Whereas the industry really did not need to connect all the dots from origination through securitization in the prior era, and lenders did not really have to automate to do business, the reality is that these new-era needs can only be solved by the effective and creative use of technology.

In fact, the adoption of technology for lending and risk management will likely be a requirement for a lender's survival when we emerge from the current crisis and lending resumes. Professionals along the entire loan life cycle, from brokers to rating agencies and Wall Street, must be more technologically progressive for the overall well-being of the industry.

It is understandable why so many in the industry are apathetic about technology, given so many failed projects and technology vendors that have come and gone. There are still lingering effects of the dot-com era, when Capital Thinking, MortgageRamp and other firms promised fundamental change in the efficiencies of originating and underwriting loans.

Many lenders, banks and mortgage bankers got burned by some vendors, and those that attempted to build their own technology in-house discovered that doing so was not their core competency, thus failing and wasting millions of dollars.

But past project failures must now be forgotten.
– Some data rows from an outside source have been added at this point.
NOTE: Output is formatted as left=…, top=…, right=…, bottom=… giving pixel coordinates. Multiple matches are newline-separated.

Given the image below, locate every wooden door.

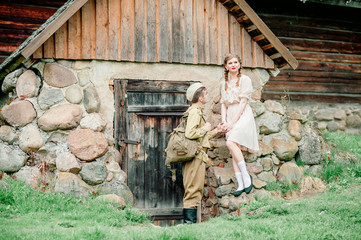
left=114, top=79, right=190, bottom=225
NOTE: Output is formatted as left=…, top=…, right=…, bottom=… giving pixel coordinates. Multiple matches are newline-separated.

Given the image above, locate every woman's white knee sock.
left=235, top=172, right=244, bottom=191
left=237, top=161, right=251, bottom=188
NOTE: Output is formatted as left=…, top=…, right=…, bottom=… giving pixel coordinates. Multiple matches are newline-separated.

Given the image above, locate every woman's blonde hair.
left=223, top=53, right=242, bottom=91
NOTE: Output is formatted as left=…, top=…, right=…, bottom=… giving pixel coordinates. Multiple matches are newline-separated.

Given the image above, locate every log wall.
left=246, top=0, right=361, bottom=103
left=0, top=0, right=66, bottom=63
left=33, top=0, right=274, bottom=69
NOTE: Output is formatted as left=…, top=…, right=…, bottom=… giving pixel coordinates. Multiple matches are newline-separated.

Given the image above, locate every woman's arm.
left=228, top=98, right=248, bottom=127
left=221, top=103, right=227, bottom=123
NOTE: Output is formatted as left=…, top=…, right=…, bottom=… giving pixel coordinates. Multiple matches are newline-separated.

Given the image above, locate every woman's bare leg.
left=226, top=141, right=251, bottom=188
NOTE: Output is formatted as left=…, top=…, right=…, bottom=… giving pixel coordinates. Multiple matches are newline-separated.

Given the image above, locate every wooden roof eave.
left=219, top=0, right=298, bottom=69
left=0, top=0, right=88, bottom=81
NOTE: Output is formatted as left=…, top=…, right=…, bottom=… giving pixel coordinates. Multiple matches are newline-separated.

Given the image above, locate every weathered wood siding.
left=33, top=0, right=274, bottom=69
left=251, top=0, right=361, bottom=103
left=0, top=0, right=66, bottom=63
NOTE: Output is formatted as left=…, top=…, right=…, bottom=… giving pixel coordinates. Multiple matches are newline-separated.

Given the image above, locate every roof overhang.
left=0, top=0, right=298, bottom=80
left=0, top=0, right=88, bottom=79
left=219, top=0, right=298, bottom=69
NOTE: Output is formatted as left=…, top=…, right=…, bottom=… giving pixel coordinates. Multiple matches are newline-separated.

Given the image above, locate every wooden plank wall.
left=248, top=1, right=361, bottom=103
left=0, top=0, right=66, bottom=63
left=33, top=0, right=274, bottom=69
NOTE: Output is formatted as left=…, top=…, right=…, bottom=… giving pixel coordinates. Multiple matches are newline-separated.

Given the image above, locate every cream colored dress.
left=221, top=75, right=259, bottom=152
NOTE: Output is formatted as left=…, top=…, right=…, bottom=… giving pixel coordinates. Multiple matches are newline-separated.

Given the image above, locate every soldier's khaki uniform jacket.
left=182, top=104, right=217, bottom=208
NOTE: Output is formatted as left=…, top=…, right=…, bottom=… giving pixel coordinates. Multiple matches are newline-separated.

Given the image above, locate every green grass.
left=0, top=178, right=149, bottom=239
left=322, top=132, right=361, bottom=191
left=0, top=133, right=361, bottom=240
left=0, top=179, right=361, bottom=239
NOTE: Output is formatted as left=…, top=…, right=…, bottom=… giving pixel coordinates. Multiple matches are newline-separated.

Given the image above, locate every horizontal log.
left=0, top=29, right=33, bottom=44
left=279, top=37, right=361, bottom=54
left=0, top=42, right=19, bottom=55
left=8, top=0, right=67, bottom=8
left=265, top=81, right=361, bottom=94
left=262, top=92, right=361, bottom=104
left=258, top=13, right=361, bottom=32
left=297, top=61, right=361, bottom=73
left=0, top=16, right=45, bottom=30
left=0, top=3, right=56, bottom=20
left=264, top=25, right=361, bottom=43
left=270, top=70, right=361, bottom=84
left=292, top=51, right=361, bottom=64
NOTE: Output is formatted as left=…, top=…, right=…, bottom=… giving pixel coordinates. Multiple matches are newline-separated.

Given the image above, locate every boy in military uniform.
left=182, top=83, right=221, bottom=223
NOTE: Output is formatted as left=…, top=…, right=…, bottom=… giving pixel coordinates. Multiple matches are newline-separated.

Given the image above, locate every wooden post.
left=114, top=79, right=128, bottom=173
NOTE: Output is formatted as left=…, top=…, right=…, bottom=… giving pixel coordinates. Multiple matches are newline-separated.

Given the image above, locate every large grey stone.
left=1, top=101, right=36, bottom=127
left=261, top=157, right=273, bottom=171
left=55, top=152, right=81, bottom=174
left=0, top=142, right=27, bottom=172
left=78, top=71, right=90, bottom=87
left=19, top=124, right=44, bottom=152
left=257, top=172, right=277, bottom=183
left=271, top=137, right=298, bottom=161
left=346, top=114, right=361, bottom=128
left=333, top=109, right=346, bottom=120
left=38, top=104, right=82, bottom=131
left=213, top=167, right=234, bottom=185
left=315, top=109, right=333, bottom=121
left=288, top=120, right=301, bottom=141
left=83, top=87, right=100, bottom=113
left=44, top=63, right=77, bottom=88
left=254, top=189, right=272, bottom=201
left=38, top=89, right=64, bottom=110
left=264, top=100, right=285, bottom=115
left=256, top=112, right=282, bottom=134
left=0, top=125, right=19, bottom=145
left=97, top=181, right=134, bottom=205
left=79, top=162, right=107, bottom=185
left=97, top=148, right=127, bottom=183
left=68, top=129, right=108, bottom=161
left=246, top=163, right=263, bottom=174
left=299, top=127, right=322, bottom=165
left=16, top=70, right=41, bottom=98
left=249, top=101, right=266, bottom=117
left=80, top=113, right=107, bottom=132
left=263, top=130, right=298, bottom=161
left=327, top=121, right=339, bottom=132
left=54, top=172, right=92, bottom=197
left=14, top=166, right=41, bottom=188
left=1, top=68, right=25, bottom=93
left=65, top=84, right=83, bottom=104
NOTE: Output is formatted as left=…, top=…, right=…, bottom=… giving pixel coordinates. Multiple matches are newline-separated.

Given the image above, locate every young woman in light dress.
left=221, top=54, right=259, bottom=196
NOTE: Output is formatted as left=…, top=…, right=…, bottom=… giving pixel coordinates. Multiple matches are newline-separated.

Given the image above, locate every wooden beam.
left=270, top=53, right=282, bottom=59
left=261, top=44, right=273, bottom=51
left=234, top=0, right=298, bottom=69
left=21, top=0, right=88, bottom=58
left=246, top=25, right=257, bottom=32
left=252, top=34, right=266, bottom=42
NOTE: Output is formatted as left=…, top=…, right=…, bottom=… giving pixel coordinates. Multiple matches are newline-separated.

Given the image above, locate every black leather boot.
left=183, top=208, right=197, bottom=223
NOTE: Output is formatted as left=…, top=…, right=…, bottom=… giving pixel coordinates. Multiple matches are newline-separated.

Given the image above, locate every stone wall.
left=0, top=60, right=338, bottom=219
left=286, top=102, right=361, bottom=135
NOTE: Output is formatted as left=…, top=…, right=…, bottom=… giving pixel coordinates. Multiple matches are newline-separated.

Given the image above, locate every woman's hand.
left=203, top=123, right=212, bottom=132
left=224, top=123, right=233, bottom=132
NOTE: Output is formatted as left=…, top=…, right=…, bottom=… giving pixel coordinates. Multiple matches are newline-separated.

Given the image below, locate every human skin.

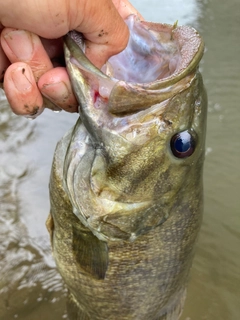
left=0, top=0, right=140, bottom=116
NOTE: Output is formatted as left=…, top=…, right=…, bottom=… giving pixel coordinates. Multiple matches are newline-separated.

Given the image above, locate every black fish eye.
left=170, top=130, right=196, bottom=158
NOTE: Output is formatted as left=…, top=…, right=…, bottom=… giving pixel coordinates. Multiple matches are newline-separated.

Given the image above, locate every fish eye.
left=170, top=130, right=196, bottom=158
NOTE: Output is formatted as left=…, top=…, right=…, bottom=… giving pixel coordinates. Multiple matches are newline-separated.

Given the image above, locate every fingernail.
left=41, top=82, right=69, bottom=104
left=11, top=67, right=36, bottom=93
left=4, top=30, right=33, bottom=61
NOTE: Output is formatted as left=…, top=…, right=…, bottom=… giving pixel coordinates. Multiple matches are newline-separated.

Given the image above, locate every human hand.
left=0, top=0, right=140, bottom=117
The fallout from the credit crisis, including the cessation of commercial mortgage-backed securities (CMBS) lending, has transformed the finance landscape, and it is essentially a new beginning.

New players and merged entities will soon be focusing their attention on gearing up for new business. This is an opportunity for participants to learn from the past, revisit their need for greater technology adoption, and differentiate themselves from those that are slow to adapt to new ways and realize new efficiencies.
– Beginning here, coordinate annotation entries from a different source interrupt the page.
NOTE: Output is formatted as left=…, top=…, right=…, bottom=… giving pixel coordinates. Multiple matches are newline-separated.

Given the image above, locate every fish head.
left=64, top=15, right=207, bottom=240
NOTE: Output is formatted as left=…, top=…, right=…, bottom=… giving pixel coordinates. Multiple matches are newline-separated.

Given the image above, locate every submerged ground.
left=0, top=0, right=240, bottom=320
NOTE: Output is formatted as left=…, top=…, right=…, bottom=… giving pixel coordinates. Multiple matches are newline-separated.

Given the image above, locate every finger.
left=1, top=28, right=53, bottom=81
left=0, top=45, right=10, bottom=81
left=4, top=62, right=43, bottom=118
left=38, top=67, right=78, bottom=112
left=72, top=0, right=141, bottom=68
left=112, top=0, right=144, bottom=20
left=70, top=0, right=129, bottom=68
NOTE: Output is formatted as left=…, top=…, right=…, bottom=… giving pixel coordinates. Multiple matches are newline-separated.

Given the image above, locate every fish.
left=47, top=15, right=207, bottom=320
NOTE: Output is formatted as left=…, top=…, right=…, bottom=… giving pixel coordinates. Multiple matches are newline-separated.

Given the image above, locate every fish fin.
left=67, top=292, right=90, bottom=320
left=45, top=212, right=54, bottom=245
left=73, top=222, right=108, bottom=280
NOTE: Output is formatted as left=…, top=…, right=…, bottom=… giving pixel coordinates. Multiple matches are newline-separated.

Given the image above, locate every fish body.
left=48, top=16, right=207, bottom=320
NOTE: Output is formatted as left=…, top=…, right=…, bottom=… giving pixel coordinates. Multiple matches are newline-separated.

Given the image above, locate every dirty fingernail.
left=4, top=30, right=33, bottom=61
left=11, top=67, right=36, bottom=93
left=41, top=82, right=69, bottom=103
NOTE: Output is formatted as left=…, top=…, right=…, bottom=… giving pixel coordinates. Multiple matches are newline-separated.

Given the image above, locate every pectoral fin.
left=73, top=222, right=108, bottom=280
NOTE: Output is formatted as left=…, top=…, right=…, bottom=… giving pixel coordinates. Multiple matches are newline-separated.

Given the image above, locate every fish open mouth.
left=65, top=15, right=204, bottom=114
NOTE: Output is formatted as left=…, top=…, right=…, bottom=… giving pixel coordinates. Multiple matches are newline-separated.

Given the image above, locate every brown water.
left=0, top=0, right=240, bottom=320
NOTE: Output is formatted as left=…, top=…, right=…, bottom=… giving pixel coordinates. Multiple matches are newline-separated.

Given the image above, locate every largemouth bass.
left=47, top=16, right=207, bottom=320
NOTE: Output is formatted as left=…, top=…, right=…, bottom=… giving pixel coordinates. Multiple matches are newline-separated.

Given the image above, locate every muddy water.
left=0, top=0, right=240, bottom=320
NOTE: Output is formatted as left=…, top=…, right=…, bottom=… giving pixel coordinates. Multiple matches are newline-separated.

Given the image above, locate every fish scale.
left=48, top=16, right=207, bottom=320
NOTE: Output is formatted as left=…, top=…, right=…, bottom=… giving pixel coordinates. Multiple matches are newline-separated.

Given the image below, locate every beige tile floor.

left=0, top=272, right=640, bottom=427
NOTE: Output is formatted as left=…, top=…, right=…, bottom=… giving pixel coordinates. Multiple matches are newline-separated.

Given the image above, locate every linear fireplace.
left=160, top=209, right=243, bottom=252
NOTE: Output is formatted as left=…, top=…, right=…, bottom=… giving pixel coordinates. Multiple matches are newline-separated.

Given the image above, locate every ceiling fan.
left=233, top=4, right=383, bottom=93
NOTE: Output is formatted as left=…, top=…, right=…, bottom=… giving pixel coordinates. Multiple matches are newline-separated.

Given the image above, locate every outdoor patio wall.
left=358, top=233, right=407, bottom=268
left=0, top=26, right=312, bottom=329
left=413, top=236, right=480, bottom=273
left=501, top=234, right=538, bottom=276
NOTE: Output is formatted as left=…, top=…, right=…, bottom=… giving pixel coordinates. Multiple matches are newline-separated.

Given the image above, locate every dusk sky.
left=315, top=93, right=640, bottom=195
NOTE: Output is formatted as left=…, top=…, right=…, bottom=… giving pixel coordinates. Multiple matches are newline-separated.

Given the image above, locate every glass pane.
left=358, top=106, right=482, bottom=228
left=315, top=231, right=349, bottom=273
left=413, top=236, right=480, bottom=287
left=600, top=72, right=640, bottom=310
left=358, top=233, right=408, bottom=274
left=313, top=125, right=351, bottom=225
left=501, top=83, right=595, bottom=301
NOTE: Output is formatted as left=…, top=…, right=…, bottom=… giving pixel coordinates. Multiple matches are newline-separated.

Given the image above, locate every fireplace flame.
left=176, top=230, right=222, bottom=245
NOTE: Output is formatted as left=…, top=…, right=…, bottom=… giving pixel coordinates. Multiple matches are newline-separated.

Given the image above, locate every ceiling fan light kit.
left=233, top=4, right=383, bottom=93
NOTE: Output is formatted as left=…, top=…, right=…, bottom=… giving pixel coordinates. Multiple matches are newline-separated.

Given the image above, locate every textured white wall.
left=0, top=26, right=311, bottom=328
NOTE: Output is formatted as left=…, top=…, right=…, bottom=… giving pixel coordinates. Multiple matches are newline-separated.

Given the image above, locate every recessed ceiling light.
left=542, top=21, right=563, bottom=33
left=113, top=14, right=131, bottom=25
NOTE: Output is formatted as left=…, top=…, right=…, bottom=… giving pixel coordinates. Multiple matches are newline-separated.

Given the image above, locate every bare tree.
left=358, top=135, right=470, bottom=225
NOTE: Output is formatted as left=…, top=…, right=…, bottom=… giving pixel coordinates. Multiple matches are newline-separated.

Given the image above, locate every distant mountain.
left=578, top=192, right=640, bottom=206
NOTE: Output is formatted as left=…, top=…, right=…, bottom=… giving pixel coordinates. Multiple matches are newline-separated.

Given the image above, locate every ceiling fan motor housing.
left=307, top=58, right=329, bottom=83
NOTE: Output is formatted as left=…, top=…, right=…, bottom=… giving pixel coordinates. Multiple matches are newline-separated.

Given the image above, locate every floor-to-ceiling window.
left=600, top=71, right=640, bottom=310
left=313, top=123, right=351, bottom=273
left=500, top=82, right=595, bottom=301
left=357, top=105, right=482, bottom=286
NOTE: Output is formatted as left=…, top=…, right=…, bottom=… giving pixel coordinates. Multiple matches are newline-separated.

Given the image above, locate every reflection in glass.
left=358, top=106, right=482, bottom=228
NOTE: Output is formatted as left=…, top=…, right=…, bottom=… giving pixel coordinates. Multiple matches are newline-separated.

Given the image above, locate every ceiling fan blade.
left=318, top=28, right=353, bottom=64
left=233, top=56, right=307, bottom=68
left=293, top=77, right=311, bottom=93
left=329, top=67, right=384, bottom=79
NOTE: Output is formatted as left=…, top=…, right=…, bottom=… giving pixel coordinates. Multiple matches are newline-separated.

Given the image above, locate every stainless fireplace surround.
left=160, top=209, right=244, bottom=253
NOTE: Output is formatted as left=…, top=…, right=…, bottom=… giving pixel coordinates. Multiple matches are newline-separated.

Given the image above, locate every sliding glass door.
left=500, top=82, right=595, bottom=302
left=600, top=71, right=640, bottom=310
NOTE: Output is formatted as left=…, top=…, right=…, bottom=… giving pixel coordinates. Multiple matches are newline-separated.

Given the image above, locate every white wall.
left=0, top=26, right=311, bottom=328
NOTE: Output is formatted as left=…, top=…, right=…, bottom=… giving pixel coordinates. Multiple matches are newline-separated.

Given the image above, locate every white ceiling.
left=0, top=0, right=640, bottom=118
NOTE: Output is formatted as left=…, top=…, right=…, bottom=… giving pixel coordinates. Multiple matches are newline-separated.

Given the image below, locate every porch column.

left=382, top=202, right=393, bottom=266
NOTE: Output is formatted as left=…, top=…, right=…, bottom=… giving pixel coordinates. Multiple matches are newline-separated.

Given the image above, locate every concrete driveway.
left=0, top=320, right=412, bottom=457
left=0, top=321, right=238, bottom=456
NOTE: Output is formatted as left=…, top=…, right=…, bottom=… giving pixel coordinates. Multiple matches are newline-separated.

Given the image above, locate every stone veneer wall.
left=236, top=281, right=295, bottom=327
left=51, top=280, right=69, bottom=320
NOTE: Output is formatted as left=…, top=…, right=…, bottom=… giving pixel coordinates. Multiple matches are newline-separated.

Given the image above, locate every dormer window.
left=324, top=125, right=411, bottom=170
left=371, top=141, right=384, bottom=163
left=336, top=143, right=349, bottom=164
Increased regulatory requirements
One of the biggest problems in CRE lending operations is how disconnected the data are. A loan may be screened by one person, underwritten by another in a spreadsheet, approved based on a Word document, documented and closed in legal, re-keyed onto a production report, boarded onto servicing by operations, tracked by servicers and asset managers, inspected and appraised by third parties, and pooled by capital markets groups.

Without automated data flow from one step to the next, there is no way of ensuring data integrity, avoiding redundant data entry, getting real-time reporting, easily trending a loan or measuring performance.
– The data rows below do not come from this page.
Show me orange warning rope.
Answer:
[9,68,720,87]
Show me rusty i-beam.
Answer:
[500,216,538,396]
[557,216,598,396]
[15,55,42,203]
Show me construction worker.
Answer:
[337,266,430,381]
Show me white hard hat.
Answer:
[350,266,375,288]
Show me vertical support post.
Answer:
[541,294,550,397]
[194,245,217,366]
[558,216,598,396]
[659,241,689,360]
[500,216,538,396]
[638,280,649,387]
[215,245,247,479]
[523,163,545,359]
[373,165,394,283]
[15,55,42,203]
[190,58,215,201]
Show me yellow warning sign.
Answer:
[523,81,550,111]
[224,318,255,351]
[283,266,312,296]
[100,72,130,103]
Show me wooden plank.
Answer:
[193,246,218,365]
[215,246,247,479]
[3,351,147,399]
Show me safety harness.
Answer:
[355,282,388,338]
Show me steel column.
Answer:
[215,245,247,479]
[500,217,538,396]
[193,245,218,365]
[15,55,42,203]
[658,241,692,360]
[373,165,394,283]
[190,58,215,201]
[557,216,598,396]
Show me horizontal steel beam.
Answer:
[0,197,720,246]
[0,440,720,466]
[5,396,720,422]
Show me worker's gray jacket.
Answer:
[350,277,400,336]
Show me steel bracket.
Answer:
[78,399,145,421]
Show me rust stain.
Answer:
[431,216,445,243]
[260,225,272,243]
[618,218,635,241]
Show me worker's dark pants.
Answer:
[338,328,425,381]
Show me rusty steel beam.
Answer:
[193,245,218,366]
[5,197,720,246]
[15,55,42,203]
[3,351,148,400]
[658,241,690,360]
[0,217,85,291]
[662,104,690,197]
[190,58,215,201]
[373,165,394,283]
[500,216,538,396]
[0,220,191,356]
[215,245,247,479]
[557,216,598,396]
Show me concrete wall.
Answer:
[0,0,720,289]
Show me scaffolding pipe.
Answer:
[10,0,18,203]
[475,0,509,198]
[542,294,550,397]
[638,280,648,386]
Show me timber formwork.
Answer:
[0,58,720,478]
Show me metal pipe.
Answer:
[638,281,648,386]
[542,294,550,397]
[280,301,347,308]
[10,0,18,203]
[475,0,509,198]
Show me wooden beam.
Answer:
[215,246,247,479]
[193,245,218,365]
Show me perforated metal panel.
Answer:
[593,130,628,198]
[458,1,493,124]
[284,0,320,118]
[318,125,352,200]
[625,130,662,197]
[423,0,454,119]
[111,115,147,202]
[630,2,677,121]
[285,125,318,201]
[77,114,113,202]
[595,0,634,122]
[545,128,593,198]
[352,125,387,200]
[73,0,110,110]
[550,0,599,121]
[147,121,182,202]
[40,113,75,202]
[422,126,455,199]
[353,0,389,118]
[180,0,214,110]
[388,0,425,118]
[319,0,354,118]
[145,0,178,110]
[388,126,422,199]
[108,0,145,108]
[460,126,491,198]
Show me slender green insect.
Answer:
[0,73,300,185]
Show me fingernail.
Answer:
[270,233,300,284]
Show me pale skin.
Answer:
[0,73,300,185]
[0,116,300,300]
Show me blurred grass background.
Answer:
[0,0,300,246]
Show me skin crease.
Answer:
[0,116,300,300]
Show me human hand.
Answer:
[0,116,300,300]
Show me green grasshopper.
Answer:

Regulatory compliance now must be anticipated by all financial institutions. The restructuring of the oversight agencies will certainly result in tighter regulation of commercial lending entities. This accentuates the need for ready access to portfolio information and the ability to trend loans and, at any point, benchmark loan and asset performance to the original underwritten projections.

In addition to regulatory compliance, financial institutions will also be faced with conforming to new industry standards for data, such as MISMO or other data-exchange standards mandated by players in the industry such as investors, the government-sponsored enterprises (GSEs) and players in the (reshaped) secondary market, when it comes back.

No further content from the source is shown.